A friend of a friend said that reloading 9mm is more expensive than buying factory, does this sound accurate? (target loads, either lead or FMJ).

What is a typical charge weight of a reloaded 9mm? (again, target load) I was using http://www.reloadbench.com/gloss/grain.html to kind of gauge how much powder would be used.

Lastly, any recommendations on current bulk reloading supplies?

Quick note: I am not getting into reloading just to save money, I just want to 'complete the circle' so to speak, but if it is going to cost more to reload than buy factory for this particular caliber (9mm being the caliber I shoot the most) that may have me rethink if it's worth reloading this caliber.

Thanks in advance for any info, sorry if I skimmed over and missed some of this info in the stickies.
 
There will be discussions on the cost of factory ammo and reloaded ammo until the cows come home. You can always buy components (bullets, powder and primers) for less than factory, store bought rounds. Note that the case is re-usable many times and it depends on how you value your time. Most reloaders consider reloading as a hobby and recreational time and therefore costs nothing. I always get more rounds per dollar than if I bought factory ammunition.

You need to get a reloading manual or two and they will have load information. You can go to Hodgdon Powder and Alliant Powder web sites and they have loading data there.

I get most of my bullets from Berry Mfg (plated bullets) and Missouri Bullets (cast). There are others. I shop around for the best prices on powder and primers. Lots of vendors.
 
Thanks a lot cfullgraf. I'll check those places out.
I see it as a hobby as well so I don't really see it costing anything.
 
I reload 9mm for about 1/2 what WM wants for their cheap ammo, $12/100. With straight wall brass it can be loaded 20+ times if you keep the mouth expansion at a minimum.

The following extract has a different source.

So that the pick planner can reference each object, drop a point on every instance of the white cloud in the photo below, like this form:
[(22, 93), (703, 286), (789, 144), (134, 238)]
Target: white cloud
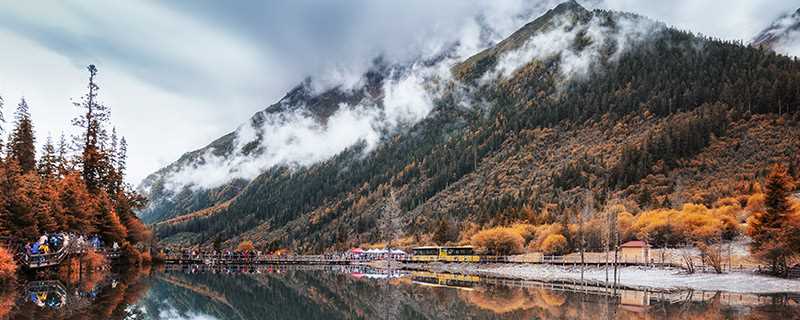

The same cost will load 38/357mag, 380 and even 357sig which is a lot higher than 9mm.
 
Are you sure that's $12/100 and not $12/50rounds Blue68?
If so you're talking roughly $6 per 50 rounds to reload? Sound about right?
 
Brass is free, or will be once you shoot some factory ammo and save it or pick up some at the range. Primers are about 3 cents each, bullets are anywhere from 6 cents on up depending, casting is cheaper but involved. Powder is probably 3 cents a charge.

So yeah, $12 a hundred. WWB is $22 a 100 box here. Besides that, it shoots like crap. My reloads beat the heck out of WWB in my M&P 9mm
 
A friend of a friend said that reloading 9mm is more expensive than buying factory, does this sound accurate? (target loads, either lead or FMJ).

Factory 9mm is probably one of the least expensive rounds.
I still save some, but my ammo is much better.
Lead bullets will almost always save you the most vs plated /jacketed.

What is a typical charge weight of a reloaded 9mm?

That depends GREATLY on what powder you're using.
There are quite a few different powders that'll work well in 9mm.
My personal choice is Tite Group. I use it in several other rounds & it's very economical.
(That can be a negative as well, because you use so little, it's harder to see an overcharge)

Lastly, any recommendations on current bulk reloading supplies?

www.powdervalleyinc.com
Great place to shop, low prices & very good service.
 
What is a typical charge weight of a reloaded 9mm? (again, target load)

Typical is 4.5 grains for 9mm's, but it depends a great deal on what powder you're using and what bullet weight and how deep you seat those bullets. "Typical" is not really a useful number except maybe to get a ballpark figure of the cost per round.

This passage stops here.